Jak pisze Reuters żądanie to może dodatkowo skomplikować rozmowy na temat wycofania się wojsk USA z Syrii. Donald Trump zapowiedział w grudniu, że kontyngent amerykański z Syrii zostanie wycofany - do dziś jednak USA nie przedstawiły ram czasowych opuszczenia wojsk USA przez Syrię, 6 stycznia prezydencki doradca ds. bezpieczeństwa John Bolton zapowiedział, że nie stanie się to, dopóki Turcja nie zagwarantuje bezpieczeństwa kurdyjskim sojusznikom Waszyngtonu w regionie.

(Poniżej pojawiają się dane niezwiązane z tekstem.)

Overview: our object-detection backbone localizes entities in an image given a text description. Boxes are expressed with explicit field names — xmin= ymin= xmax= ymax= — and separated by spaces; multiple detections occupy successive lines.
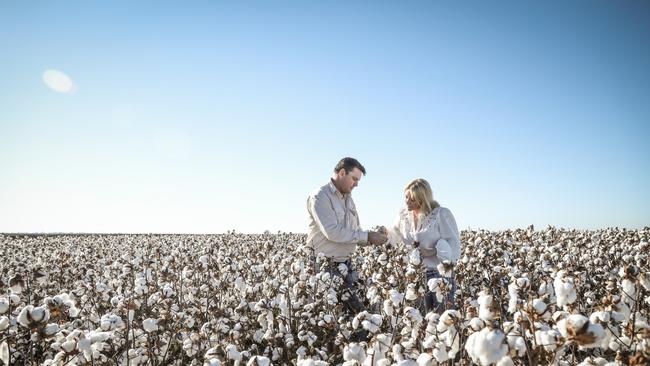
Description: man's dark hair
xmin=334 ymin=158 xmax=366 ymax=175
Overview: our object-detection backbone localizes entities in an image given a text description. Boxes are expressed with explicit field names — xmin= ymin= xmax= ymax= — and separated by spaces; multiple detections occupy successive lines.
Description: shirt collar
xmin=328 ymin=179 xmax=345 ymax=199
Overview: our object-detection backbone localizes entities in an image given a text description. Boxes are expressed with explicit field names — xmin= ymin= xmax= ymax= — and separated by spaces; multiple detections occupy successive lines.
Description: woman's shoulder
xmin=431 ymin=206 xmax=454 ymax=217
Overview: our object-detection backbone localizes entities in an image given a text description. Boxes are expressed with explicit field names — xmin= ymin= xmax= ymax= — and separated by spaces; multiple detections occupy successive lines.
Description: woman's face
xmin=404 ymin=191 xmax=420 ymax=211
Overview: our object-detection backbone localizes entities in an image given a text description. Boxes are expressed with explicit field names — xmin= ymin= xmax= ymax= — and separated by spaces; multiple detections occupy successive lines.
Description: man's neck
xmin=330 ymin=178 xmax=345 ymax=196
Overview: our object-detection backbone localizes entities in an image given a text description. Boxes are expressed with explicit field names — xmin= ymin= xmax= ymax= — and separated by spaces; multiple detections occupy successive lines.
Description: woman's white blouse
xmin=389 ymin=207 xmax=460 ymax=268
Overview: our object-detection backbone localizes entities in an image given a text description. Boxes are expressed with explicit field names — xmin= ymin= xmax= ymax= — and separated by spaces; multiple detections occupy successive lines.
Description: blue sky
xmin=0 ymin=1 xmax=650 ymax=233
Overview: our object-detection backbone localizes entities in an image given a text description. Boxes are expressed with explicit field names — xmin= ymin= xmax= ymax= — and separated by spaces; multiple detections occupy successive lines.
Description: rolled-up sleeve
xmin=308 ymin=194 xmax=368 ymax=244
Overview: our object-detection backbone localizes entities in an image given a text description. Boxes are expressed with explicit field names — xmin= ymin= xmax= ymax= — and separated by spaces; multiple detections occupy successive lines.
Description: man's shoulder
xmin=309 ymin=182 xmax=331 ymax=198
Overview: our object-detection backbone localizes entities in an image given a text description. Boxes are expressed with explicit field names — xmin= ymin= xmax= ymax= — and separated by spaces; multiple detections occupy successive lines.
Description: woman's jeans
xmin=424 ymin=268 xmax=456 ymax=314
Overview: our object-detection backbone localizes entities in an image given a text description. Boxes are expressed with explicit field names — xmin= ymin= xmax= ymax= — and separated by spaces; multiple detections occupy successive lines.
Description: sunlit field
xmin=0 ymin=227 xmax=650 ymax=366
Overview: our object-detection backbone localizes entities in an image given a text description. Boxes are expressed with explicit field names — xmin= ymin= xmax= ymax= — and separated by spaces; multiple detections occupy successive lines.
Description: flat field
xmin=0 ymin=227 xmax=650 ymax=366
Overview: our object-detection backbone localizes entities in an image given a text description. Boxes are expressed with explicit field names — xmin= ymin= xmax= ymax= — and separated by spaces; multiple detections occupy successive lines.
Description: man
xmin=307 ymin=158 xmax=387 ymax=312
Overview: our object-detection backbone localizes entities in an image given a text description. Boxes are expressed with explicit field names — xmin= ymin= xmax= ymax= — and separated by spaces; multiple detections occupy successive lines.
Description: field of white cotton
xmin=0 ymin=227 xmax=650 ymax=366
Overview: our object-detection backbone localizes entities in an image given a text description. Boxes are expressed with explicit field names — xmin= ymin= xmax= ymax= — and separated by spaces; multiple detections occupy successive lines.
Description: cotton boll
xmin=0 ymin=341 xmax=9 ymax=365
xmin=0 ymin=316 xmax=9 ymax=332
xmin=337 ymin=263 xmax=348 ymax=277
xmin=466 ymin=328 xmax=508 ymax=365
xmin=477 ymin=291 xmax=498 ymax=321
xmin=532 ymin=299 xmax=546 ymax=315
xmin=405 ymin=283 xmax=418 ymax=301
xmin=0 ymin=297 xmax=9 ymax=314
xmin=18 ymin=305 xmax=50 ymax=328
xmin=621 ymin=278 xmax=637 ymax=305
xmin=142 ymin=318 xmax=158 ymax=333
xmin=469 ymin=317 xmax=485 ymax=332
xmin=42 ymin=321 xmax=59 ymax=337
xmin=553 ymin=271 xmax=577 ymax=307
xmin=61 ymin=340 xmax=77 ymax=353
xmin=389 ymin=289 xmax=404 ymax=307
xmin=343 ymin=342 xmax=366 ymax=363
xmin=415 ymin=352 xmax=433 ymax=366
xmin=246 ymin=356 xmax=271 ymax=366
xmin=636 ymin=272 xmax=650 ymax=290
xmin=496 ymin=356 xmax=515 ymax=366
xmin=383 ymin=300 xmax=394 ymax=316
xmin=557 ymin=314 xmax=605 ymax=348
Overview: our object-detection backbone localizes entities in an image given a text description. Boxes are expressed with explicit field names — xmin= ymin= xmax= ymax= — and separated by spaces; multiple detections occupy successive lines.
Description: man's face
xmin=337 ymin=168 xmax=363 ymax=194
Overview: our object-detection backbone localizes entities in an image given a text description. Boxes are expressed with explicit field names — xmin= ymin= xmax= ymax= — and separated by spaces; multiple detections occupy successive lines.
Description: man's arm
xmin=308 ymin=194 xmax=368 ymax=244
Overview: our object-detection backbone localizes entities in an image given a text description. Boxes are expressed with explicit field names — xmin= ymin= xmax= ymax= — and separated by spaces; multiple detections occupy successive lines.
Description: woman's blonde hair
xmin=404 ymin=178 xmax=440 ymax=216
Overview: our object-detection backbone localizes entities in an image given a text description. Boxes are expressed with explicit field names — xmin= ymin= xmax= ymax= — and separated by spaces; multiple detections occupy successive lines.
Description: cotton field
xmin=0 ymin=227 xmax=650 ymax=366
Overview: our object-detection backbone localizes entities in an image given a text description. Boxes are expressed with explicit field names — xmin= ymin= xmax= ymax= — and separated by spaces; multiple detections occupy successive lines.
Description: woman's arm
xmin=437 ymin=207 xmax=460 ymax=262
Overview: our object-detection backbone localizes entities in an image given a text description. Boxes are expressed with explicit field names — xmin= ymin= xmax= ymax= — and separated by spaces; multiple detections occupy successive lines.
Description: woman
xmin=391 ymin=179 xmax=460 ymax=313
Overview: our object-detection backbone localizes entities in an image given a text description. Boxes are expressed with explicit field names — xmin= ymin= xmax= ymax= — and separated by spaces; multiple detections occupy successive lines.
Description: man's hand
xmin=368 ymin=231 xmax=388 ymax=245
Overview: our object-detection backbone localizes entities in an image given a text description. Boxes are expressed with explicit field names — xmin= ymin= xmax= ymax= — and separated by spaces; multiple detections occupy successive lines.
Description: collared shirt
xmin=307 ymin=180 xmax=368 ymax=262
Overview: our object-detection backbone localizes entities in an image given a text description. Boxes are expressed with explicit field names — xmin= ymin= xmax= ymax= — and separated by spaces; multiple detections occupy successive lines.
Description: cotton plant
xmin=0 ymin=227 xmax=650 ymax=366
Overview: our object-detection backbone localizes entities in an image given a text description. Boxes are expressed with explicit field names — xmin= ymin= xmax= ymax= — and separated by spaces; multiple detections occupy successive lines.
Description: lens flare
xmin=43 ymin=69 xmax=75 ymax=94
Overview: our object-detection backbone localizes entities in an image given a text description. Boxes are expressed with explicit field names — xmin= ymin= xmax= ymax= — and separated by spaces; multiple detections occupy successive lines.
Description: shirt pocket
xmin=334 ymin=208 xmax=345 ymax=225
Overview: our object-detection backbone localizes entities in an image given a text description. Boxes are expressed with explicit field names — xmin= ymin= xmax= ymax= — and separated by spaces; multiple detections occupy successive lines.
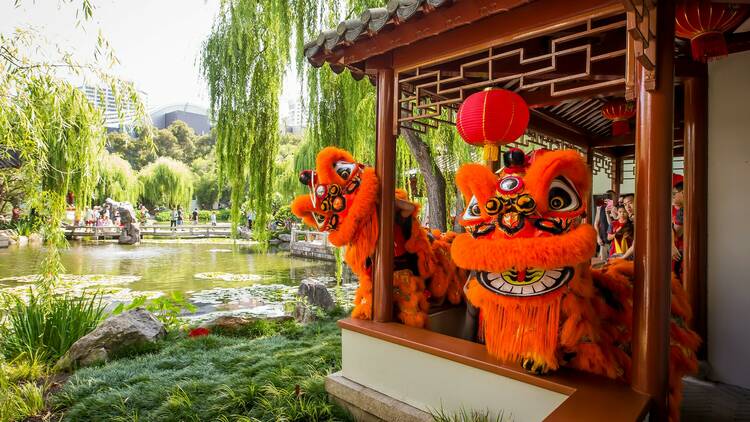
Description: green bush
xmin=0 ymin=289 xmax=104 ymax=363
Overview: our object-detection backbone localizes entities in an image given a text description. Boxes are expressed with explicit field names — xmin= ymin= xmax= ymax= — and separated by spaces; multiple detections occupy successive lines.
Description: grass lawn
xmin=53 ymin=318 xmax=350 ymax=421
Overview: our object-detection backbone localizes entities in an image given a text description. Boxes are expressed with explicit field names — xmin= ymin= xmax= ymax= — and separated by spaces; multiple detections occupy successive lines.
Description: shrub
xmin=0 ymin=289 xmax=104 ymax=363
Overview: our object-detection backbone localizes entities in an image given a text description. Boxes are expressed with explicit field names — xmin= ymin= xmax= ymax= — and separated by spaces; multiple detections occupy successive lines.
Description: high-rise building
xmin=79 ymin=85 xmax=148 ymax=131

We wtorek Bolton ma spotkać się z doradcą ds. bezpieczeństwa Recepa Tayyipa Erdogana, Ibrahimem Kalinem. W odpowiedzi na wypowiedź Boltona o gwarancjach bezpieczeństwa dla Kurdów, turecki minister obrony odpowiedział już, że Turcja nie ma zamiaru atakować Kurdów, a jedynie walczyć z terrorystami.

Ankara uważa jednak Powszechne Jednostki Ochrony (YPG), za organizację terrorystyczną. Tymczasem to właśnie Kurdowie z YPG tworzą Syryjskie Siły Demokratyczne (SDF), głównego sojusznika USA w regionie.

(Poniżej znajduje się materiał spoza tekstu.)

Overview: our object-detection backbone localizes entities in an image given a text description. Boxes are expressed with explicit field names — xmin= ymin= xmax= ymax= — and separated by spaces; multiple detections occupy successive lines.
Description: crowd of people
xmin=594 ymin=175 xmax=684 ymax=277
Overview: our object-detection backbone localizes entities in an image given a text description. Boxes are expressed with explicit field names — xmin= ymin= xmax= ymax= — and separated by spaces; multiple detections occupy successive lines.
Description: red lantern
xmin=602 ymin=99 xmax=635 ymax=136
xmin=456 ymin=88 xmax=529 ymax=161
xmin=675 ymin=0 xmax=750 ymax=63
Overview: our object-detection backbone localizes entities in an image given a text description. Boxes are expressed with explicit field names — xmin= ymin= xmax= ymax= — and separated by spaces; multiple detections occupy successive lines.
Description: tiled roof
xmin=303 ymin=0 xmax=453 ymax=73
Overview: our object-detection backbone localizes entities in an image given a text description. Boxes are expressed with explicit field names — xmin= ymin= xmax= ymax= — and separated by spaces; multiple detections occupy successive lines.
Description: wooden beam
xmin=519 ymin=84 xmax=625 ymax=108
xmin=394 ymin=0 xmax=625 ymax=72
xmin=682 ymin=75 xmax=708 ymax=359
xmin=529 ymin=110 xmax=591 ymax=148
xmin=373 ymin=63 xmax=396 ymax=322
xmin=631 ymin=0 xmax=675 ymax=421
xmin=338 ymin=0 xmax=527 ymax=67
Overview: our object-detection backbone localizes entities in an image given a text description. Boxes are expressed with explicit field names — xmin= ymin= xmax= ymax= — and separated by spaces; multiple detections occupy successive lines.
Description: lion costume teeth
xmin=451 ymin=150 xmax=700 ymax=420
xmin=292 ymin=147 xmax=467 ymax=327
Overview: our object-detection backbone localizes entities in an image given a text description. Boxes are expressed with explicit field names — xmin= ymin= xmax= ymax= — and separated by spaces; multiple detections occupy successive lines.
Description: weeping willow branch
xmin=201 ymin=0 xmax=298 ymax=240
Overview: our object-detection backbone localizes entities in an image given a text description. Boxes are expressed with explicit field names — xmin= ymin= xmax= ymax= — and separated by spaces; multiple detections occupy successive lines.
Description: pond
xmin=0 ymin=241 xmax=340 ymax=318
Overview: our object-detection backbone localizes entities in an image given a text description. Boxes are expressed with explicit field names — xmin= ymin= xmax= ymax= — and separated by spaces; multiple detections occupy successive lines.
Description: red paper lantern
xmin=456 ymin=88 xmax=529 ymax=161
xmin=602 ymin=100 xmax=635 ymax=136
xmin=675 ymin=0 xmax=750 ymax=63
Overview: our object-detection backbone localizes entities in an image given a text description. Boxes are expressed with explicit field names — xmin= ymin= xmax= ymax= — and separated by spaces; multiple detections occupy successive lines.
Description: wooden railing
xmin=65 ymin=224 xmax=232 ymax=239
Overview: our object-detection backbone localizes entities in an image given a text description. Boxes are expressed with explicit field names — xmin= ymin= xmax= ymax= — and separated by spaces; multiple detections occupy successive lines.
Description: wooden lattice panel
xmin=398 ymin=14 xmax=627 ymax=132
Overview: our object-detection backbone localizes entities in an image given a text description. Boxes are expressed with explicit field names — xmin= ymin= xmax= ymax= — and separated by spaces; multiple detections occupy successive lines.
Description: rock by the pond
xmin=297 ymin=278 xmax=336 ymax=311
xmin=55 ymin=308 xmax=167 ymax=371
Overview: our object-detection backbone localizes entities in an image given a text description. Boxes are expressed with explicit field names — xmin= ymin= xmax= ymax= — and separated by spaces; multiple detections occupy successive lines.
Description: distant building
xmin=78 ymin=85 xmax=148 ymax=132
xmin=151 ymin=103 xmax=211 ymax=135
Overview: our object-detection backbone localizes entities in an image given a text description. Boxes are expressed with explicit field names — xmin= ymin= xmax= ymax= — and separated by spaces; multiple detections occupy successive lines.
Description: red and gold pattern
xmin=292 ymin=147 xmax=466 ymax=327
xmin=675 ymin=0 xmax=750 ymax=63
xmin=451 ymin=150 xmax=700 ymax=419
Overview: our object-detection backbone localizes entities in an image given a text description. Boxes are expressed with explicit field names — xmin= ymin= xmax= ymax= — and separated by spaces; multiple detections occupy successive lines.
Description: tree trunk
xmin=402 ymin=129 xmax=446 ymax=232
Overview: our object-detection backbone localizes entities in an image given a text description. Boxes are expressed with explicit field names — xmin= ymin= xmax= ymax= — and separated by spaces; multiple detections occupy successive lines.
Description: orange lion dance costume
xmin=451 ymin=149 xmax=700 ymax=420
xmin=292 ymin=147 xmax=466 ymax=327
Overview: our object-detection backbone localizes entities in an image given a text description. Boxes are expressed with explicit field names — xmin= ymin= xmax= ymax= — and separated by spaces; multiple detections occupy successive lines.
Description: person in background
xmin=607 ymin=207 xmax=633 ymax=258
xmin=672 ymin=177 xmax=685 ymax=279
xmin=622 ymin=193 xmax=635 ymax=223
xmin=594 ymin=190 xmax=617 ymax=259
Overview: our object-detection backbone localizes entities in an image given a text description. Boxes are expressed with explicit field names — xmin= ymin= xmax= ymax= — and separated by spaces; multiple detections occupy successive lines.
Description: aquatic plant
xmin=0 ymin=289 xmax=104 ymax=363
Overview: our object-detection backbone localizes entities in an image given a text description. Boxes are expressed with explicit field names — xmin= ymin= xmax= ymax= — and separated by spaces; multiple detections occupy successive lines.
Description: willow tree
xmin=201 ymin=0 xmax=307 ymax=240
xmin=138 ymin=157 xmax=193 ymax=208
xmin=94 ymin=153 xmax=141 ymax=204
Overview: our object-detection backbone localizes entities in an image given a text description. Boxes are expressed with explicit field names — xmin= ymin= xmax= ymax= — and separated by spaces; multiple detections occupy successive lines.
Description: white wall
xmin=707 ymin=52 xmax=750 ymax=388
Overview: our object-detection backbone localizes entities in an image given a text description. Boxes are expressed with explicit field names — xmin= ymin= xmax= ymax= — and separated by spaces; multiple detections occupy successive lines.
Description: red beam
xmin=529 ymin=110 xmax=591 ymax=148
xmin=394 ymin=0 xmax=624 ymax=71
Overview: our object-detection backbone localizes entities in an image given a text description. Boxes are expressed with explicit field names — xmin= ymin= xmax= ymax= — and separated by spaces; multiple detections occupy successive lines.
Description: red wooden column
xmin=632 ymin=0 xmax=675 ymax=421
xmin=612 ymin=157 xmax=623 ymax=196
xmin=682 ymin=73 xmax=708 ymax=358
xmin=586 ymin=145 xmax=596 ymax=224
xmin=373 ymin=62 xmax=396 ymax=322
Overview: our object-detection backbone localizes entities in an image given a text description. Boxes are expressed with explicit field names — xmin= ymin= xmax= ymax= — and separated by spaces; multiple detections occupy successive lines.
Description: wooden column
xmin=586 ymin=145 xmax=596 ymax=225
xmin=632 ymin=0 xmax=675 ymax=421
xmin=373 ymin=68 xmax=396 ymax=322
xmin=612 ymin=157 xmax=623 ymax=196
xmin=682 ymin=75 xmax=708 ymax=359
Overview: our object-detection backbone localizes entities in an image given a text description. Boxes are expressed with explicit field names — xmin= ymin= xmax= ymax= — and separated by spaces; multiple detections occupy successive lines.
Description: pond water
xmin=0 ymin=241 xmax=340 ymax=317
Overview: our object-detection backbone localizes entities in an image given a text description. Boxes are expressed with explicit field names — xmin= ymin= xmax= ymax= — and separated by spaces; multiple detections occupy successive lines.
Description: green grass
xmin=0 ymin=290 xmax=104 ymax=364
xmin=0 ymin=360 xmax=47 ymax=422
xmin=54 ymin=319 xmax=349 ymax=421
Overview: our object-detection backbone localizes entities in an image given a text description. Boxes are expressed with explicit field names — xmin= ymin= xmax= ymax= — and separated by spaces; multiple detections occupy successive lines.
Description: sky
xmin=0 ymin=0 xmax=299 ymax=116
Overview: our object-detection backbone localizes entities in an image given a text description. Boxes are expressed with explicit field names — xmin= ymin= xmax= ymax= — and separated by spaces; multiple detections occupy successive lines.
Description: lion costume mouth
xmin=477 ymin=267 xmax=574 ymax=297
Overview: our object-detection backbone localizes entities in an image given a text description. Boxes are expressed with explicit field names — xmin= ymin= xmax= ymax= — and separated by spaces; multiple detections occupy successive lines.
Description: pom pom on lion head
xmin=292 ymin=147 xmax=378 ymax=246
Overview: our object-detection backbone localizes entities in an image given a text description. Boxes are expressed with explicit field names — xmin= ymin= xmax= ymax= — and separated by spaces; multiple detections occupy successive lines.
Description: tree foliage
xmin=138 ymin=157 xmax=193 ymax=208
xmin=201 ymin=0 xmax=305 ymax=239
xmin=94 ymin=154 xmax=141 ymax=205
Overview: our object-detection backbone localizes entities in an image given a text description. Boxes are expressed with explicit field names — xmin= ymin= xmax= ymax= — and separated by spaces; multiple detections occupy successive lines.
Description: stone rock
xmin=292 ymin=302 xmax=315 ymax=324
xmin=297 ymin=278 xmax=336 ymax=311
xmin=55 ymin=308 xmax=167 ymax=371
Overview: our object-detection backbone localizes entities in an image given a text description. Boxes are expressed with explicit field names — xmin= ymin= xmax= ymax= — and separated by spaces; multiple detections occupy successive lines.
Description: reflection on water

W Syrii stacjonuje obecnie 2 tys. amerykańskich żołnierzy, którzy wspierali Kurdów w walce z dżihadystami z Daesh. Obecnie w części Syrii kontrolowanej przez SDF istnieją jedynie pojedyncze bastiony dżihadystów.

USA mają w Syrii 22 bazy wojskowe. Turcja ma nie zgadzać się na to, by zostały one przekazane Kurdom. W tytule artykułu w "Hurriyet" czytamy uproszczoną treść tureckiego żądania w sprawie baz: "Oddajcie je, lub zniszczcie je".